On a warm Saturday evening in Boca Raton, Naomi Osaka sits back in her chair on the deck of a fish restaurant and gently sparkles. She’s wearing a glittering silver sweatshirt with long gray ribbons dangling from the sleeves, bought at a boutique in Tokyo. Osaka was born in Japan and represents the country as a tennis player, but she lives here in Florida, and her sense of style lands somewhere between the two places—“a bit too wild for America, but too tame for Japan,” as she describes it before noting that in Tokyo, women often seem dressed for a movie premiere. “I find that really cool,” Osaka says. She’s drawn to Japanese designers, like Comme des Garçons, with edgy, sculptural sensibilities. Tonight, though, she’s adapted to local customs and wears clean white sneakers and faded jeans, with a pair of gold-rimmed aviator-style glasses from Coach resting on her nose.

When she is not hitting a tennis ball—something she does, these days, better than anyone in the world—­Osaka would, perhaps, rather her clothes do the talking for her. “I prefer to listen,” she says softly.
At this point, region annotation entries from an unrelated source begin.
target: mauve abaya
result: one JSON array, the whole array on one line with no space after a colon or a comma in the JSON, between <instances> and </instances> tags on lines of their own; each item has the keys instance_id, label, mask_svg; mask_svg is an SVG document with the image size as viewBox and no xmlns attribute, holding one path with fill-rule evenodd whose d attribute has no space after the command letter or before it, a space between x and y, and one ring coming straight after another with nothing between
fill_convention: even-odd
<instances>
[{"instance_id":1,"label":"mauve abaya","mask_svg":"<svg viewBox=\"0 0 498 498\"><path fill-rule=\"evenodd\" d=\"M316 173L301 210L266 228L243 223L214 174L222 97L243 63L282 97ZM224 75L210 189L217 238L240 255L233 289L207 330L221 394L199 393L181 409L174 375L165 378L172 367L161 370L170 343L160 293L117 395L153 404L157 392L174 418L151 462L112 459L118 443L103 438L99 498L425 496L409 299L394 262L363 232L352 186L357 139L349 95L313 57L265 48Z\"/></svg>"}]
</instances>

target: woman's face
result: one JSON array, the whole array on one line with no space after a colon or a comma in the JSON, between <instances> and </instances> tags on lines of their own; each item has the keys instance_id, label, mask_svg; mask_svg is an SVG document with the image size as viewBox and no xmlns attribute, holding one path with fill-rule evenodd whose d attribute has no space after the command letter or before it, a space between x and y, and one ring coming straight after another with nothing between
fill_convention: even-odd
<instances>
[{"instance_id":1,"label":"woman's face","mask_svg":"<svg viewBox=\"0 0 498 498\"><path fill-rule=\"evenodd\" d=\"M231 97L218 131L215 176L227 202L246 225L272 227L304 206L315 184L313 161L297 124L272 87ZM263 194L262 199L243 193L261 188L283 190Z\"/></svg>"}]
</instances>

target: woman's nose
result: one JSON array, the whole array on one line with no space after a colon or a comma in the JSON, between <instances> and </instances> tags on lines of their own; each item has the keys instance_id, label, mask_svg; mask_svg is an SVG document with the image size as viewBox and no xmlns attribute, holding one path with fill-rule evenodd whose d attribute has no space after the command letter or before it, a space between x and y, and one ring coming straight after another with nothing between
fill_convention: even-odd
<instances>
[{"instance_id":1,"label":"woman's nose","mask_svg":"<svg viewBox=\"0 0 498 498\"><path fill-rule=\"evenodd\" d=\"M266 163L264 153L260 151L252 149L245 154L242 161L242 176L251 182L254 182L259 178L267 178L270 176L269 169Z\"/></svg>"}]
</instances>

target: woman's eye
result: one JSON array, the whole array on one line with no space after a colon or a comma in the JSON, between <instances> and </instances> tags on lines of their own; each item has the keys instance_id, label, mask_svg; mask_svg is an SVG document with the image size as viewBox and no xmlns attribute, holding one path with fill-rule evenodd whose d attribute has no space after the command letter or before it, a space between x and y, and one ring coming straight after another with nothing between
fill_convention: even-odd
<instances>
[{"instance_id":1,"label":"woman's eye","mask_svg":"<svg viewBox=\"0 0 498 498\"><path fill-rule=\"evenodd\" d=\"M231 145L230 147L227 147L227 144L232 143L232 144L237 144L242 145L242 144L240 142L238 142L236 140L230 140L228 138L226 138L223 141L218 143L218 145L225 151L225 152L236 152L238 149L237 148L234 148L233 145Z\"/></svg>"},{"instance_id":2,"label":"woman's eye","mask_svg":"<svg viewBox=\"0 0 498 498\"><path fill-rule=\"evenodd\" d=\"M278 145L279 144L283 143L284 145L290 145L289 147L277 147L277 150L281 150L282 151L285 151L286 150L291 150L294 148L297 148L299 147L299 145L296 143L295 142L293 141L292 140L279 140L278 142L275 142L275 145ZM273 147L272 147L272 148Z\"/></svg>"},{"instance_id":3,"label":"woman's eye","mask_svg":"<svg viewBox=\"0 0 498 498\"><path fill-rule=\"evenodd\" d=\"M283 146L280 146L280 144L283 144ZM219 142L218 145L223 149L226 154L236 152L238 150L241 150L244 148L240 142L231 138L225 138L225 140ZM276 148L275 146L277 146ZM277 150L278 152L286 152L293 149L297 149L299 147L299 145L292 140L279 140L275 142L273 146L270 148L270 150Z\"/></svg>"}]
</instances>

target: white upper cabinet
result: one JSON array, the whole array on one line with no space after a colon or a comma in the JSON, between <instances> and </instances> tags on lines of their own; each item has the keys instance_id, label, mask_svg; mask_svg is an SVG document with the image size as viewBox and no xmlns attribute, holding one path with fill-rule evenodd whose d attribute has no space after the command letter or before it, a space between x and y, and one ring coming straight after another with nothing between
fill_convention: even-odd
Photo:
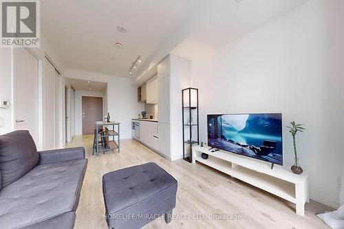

Upon winning her first significant title, at Indian Wells in 2018, she told the crowd that she would give “the worst acceptance speech of all time.” When she won the 2019 Australian Open, not long after our dinner, she began her victory speech, “Um, hello, sorry, public speaking isn’t really my strong side.”

The public, which adores her, and the press, enchanted by her sense of humor, would disagree. Her interviews, in fact, are filled with laughter. “Every night before bed I would write jokes so I can present them to you guys,” she said during one press conference at the Australian Open. Asked to offer one, she laughed and replied, “That was a joke.” At the end of 2018, her idiosyncratic way of speaking was officially recognized when Naomi-bushi—“Naomi-esque”—was nominated as a buzzword of the year in Japan.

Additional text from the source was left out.